By Peter Weiss
Imagine if detergent could not only pick up grease from your clothes but also let it go on command. You might then prevent the detergent from going down the drain with the dirt.
A new class of compounds created by researchers in Canada and the United States switches between clingy and nonclingy forms upon exposure to common gases, including air.
Although not yet being considered for laundry, such switchable substances might serve as improved degreasers for heavy equipment, the compounds’ developers say. Perhaps more important, the compounds might aid in recovery of crude oil from oil sands and lead to more-efficient and less-polluting ways to manufacture polymers.
The team, led by Philip G. Jessop of Queen’s University in Kingston, Ontario, unveils the new work in the Aug. 18 Science. The group included researchers at the Georgia Institute of Technology in Atlanta.
Soaps, detergents, and the clingy versions of the new compounds are categorized as surfactants. One end of a typically threadlike surfactant molecule consists of a long, waxy tail that attracts oil and repels water. At the other end of the molecule, an electrically charged head does the opposite. While the head associates with water, the tail of a surfactant typically binds to oil globules or particles of dirt, enabling them to dissolve or become suspended in water.
Jessop and his colleagues have synthesized two new, nitrogen-containing organic compounds that can transform into surfactants. These amidines are electrically neutral in undisturbed water, but when carbon dioxide bubbles through, the compounds transform into amidinium bicarbonate salts that act as surfactants.
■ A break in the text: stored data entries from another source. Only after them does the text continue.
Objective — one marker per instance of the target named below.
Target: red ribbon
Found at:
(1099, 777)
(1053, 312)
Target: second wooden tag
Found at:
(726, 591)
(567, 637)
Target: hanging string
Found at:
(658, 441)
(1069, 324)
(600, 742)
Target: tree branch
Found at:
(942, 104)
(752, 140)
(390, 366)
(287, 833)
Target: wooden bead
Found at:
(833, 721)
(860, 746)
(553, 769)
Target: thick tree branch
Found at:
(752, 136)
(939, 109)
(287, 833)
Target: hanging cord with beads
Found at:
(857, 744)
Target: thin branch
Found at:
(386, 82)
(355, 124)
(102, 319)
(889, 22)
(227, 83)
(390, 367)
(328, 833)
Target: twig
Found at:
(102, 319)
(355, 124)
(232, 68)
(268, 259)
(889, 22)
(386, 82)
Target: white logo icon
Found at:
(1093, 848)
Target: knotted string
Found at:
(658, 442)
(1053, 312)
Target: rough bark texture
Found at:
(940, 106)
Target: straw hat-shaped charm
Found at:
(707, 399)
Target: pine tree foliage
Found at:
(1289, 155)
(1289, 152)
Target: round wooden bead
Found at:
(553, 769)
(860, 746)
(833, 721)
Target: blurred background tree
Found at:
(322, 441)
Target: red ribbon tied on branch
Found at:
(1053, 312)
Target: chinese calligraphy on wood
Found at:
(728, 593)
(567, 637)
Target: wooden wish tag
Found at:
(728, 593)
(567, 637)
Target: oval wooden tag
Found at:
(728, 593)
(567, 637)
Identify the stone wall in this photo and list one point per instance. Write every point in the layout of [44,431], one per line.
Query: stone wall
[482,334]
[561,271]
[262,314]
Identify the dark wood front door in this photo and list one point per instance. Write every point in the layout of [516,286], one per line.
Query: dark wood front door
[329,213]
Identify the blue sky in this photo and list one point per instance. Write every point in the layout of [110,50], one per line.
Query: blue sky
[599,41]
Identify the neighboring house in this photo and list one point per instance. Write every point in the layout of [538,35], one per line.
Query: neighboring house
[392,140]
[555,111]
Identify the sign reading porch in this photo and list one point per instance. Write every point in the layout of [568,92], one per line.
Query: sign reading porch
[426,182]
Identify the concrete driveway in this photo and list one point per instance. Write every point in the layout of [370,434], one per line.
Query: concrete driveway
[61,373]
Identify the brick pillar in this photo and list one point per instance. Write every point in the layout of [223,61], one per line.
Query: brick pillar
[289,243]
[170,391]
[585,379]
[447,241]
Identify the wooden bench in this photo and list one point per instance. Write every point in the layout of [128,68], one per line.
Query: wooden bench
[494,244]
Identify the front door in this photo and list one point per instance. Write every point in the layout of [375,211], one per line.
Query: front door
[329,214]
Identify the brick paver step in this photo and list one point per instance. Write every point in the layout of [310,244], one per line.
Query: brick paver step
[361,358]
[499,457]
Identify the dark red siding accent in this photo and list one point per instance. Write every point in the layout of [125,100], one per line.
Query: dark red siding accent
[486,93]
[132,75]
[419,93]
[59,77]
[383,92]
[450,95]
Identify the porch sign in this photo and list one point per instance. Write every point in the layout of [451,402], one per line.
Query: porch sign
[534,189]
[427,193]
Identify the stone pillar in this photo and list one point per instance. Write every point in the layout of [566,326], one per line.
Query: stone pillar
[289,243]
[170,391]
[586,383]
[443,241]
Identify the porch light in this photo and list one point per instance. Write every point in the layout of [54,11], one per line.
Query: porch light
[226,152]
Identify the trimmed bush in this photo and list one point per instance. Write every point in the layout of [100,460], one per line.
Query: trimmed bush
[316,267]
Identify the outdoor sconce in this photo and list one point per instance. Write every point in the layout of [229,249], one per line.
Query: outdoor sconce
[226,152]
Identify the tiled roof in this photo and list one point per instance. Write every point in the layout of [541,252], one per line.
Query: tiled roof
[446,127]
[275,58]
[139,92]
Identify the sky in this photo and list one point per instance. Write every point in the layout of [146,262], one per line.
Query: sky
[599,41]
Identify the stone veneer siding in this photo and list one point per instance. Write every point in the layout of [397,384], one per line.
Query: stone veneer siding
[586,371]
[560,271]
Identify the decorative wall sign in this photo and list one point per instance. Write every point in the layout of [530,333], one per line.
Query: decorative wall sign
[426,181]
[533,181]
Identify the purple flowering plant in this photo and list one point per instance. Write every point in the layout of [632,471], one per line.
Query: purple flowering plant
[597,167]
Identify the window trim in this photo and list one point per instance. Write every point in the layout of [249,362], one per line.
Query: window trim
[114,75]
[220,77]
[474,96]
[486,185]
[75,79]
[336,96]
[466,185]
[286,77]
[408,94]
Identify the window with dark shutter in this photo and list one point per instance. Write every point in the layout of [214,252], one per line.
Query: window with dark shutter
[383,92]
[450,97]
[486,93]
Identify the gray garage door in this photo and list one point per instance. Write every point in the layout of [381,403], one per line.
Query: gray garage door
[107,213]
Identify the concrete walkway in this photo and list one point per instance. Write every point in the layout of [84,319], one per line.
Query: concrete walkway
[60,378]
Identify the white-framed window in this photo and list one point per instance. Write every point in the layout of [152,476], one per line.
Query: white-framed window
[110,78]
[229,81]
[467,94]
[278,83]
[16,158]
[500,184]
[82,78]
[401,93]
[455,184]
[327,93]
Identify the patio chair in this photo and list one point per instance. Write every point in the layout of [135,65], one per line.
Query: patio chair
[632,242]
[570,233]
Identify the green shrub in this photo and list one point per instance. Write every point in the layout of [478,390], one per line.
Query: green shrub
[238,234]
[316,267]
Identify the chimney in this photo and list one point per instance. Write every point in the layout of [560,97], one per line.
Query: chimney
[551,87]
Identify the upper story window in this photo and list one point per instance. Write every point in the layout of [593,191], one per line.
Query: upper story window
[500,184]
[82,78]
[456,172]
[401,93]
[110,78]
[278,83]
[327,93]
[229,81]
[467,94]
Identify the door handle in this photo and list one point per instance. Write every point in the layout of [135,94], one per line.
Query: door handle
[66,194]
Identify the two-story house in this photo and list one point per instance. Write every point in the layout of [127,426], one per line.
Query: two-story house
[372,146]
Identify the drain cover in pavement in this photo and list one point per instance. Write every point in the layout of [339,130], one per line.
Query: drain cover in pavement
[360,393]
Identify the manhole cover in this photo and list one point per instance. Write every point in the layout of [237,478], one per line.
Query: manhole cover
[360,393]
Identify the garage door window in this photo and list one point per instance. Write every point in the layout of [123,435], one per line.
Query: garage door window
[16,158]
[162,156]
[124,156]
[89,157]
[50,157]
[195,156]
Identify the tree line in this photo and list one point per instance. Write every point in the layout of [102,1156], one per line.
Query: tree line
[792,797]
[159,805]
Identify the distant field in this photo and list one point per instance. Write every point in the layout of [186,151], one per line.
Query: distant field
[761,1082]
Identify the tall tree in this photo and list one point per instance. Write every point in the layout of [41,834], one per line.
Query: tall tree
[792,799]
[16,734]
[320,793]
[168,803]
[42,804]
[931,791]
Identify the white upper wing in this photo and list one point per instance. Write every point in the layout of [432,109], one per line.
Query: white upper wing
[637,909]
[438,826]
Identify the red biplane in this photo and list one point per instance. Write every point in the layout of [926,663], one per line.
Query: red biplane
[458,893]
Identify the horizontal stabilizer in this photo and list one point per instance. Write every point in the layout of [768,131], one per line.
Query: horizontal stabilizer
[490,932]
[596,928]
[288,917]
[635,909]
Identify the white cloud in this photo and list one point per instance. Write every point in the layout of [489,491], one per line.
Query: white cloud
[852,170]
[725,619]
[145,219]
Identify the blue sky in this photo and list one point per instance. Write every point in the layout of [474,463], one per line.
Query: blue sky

Moreover, when the researchers turned off the carbon dioxide, heated the liquid, and bubbled in air, nitrogen, or argon, the chemicals reverted to their nonsurfactant forms. This convertibility might make it possible to recover and reuse the compounds, according to the researchers’ report.
In an experiment with crude oil mixed in water, the researchers were “shocked” when turning off an amidine surfactant didn’t just stop the mixing process but also accelerated oil-water separation, Jessop says.
Other researchers have made switchable surfactants that were prohibitively expensive or toxic. The new ones promise to be cheap, notes Jessop, but their toxicity isn’t yet known.
“These are clearly exciting findings,” comments chemical engineer Vijay T. John of Tulane University in New Orleans. “The full reversibility and ease of switching indicate relevance and value to the chemical industry.”
Materials chemist James R. McElhanon of Sandia National Laboratories in Livermore, Calif., applauds the method of switching because it doesn’t require added chemicals that would stay in the solution.
Not everyone is so sanguine. Bubbling of gases to switch the state of the compounds would be “extremely cumbersome,” contends Manilal Dahanayake of the chemical company Rhodia in Cranbury, N.J. Moreover, he says that the new amidines may be toxic to aquatic organisms.
Mainak Ghosh of Imperial Oil Resources in Calgary, Alberta, says that it’s too soon to know how well the new compounds might aid oil recovery, but that they could prove to be “a breakthrough invention.”